The Major Types of Water Leaks
According to an infographic from Delta, more than 1 trillion gallons of water are wasted due to leaks each year in American households. While some are big and others are small, a leak of even a single drip per second can waste as much as 3,000 gallons per year – the equivalent of 180 showers. Serious leaks – which involve a steady stream of water – cause an average of $8,000 worth of damage to the average home. In extreme cases, they can lead to as much as $100,000 in damage.
Before delving into some of the best ways to prevent leaks from impacting your home and wallet, let’s get familiar with some of the major types of water leaks.
- Burst pipes. Perhaps the most catastrophic type of leak on the list, a burst pipe typically occurs when water freezes and expands inside of a pipe (causing a blockage that ultimately puts added pressure on water downstream).
- Appliance failures. Many leaks are the result of appliance failures, such as dishwashers, washing machines, and even refrigerators. Washing machines are especially common, as the rubber supply lines are notorious for wearing out over time.
- Toilet supply line failure. When a toilet supply line leaks, it can have a catastrophic impact on your home – especially if the toilet is located in an upstairs bathroom.
- Leaky toilets. While far less serious, a leaky toilet can cause your toilet to run continuously, which increases your water consumption and drives up your bill.
- Hot water tank failure. Hot water heaters are notorious for leaking, which is why they’re often placed in a garage or basement with concrete floor. Minor issues include a slow drip, while major issues can involve a heavy spray from the pipes.
- Irrigation system leaks. If you have an old irrigation system in your lawn, it’s possible that the pipes have leaks in them. Since there’s often no way to know (without meticulously tracking your monthly water bill), this can go on for a while.
4 Ways to Prevent Leaks From Happening
Not all water leaks are created equal. Some simply drive up monthly water bill costs by a few dollars, while others can ruin the integrity of your home. But regardless of the situation, you need to take action. Here are some ways you can prevent leaks from happening in the first place:
1. Listen for Running Water
The first way to detect a water leak is to listen for running water. A toilet that’s constantly refilling indicates that you need a new flapper. An abnormal sound of running water in your walls could indicate a more serious problem with a pipe.
2. Be Aware of Symptoms
Are you familiar with the signs and symptoms of a serious water leak? They include outrageously high water bills, mold or mildew on walls, ceilings, or floors, stained or damaged ceilings/floors, and an overall “musty” smell to your house.
3. Inspect Problem Areas Every Few Months
Problem areas in the home should be manually inspected every few months to make sure you don’t have any serious problems.

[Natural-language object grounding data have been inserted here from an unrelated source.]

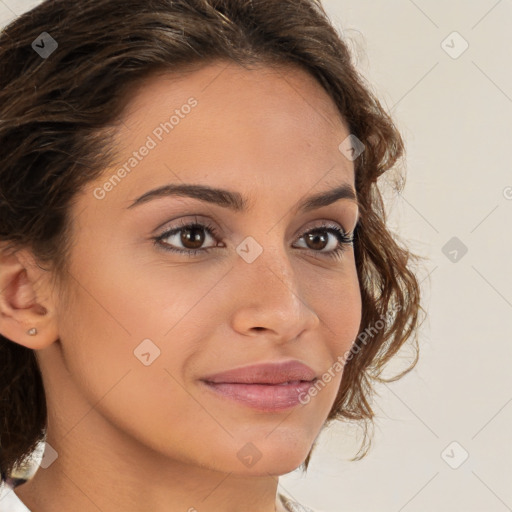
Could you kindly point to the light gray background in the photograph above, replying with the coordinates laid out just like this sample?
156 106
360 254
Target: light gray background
455 115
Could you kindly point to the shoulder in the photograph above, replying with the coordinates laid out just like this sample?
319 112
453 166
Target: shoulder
290 505
9 502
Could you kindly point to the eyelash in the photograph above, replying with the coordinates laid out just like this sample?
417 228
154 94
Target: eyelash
345 239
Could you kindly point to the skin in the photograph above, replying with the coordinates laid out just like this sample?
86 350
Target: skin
135 437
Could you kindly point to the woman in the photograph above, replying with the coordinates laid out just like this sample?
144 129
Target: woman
167 371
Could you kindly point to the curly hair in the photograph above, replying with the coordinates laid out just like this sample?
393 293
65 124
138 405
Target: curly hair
58 119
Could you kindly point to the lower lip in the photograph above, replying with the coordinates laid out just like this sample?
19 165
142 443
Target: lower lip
265 397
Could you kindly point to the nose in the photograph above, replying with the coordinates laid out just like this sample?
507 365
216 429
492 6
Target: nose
271 300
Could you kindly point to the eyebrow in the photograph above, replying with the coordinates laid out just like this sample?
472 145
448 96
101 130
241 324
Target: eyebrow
239 203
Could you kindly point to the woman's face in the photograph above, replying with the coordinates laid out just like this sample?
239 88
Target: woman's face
145 325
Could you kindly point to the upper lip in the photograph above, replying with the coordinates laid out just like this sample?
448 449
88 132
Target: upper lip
267 373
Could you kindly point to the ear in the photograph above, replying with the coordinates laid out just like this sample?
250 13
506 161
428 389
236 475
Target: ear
26 300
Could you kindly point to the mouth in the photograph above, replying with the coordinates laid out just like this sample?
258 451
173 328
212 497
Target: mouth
267 387
263 396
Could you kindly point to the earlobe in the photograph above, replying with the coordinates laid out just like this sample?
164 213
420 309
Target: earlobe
24 317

- Open up cabinets under sinks and look for signs of water damage, drips, or leaks. You can also look behind and around dishwashers, refrigerators, and washing machines.
- Check for condensation and/or corrosion around exposed pipes.

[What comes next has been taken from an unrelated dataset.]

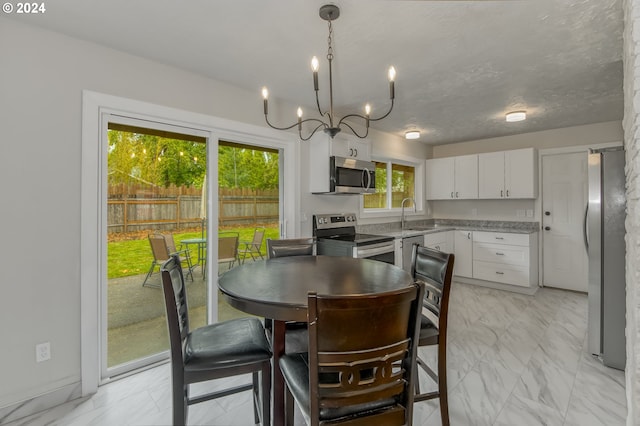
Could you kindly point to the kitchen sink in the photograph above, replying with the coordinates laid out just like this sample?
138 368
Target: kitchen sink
422 228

- Give your water heater a regular inspection. In addition to looking for signs of dripping or standing water around the tank, you should look for corrosion or the appearance of bulging.
- Go into your attic and look for any presence of water in your air handler drain pain.
Small, proactive steps like this can prevent a minor repair from becoming a major issue that costs you thousands of dollars.
4. Turn Off Water Supply When Traveling
Whenever you know you’re going to be out of the house for more than 24 or 48 hours, it’s wise to turn off the main water supply to your home. This will prevent excessive flooding or water damage in the instance that there is a serious leak, burst pipe, or other issue. Upon returning home, you can simply turn the supply back on and wait to see if there are any problems.
The Best Solution: Smart Water Sensors
While there’s something to be said for regularly inspecting your home’s various appliances and systems for the signs of water leaks, the reality is that you’ll rarely catch a serious leak this way before it causes thousands of dollars in damage. The better solution is to install a smart water sensor in your home.
A smart water sensor attaches to your home’s water supply line and monitors changes in pressure – recognizing the difference between running a faucet and a burst pipe. When it detects a major or unfamiliar change in pressure, it can be set up to turn off the water supply by itself and/or send a notification to the homeowner’s device. In doing so, it has the potential to prevent expensive catastrophes (whether you’re home or away).
There are a variety of smart water sensors on the market, but Phyn and Flo are two of the top ones that come to mind. Do some research and see if there’s one on the market that makes sense for your home.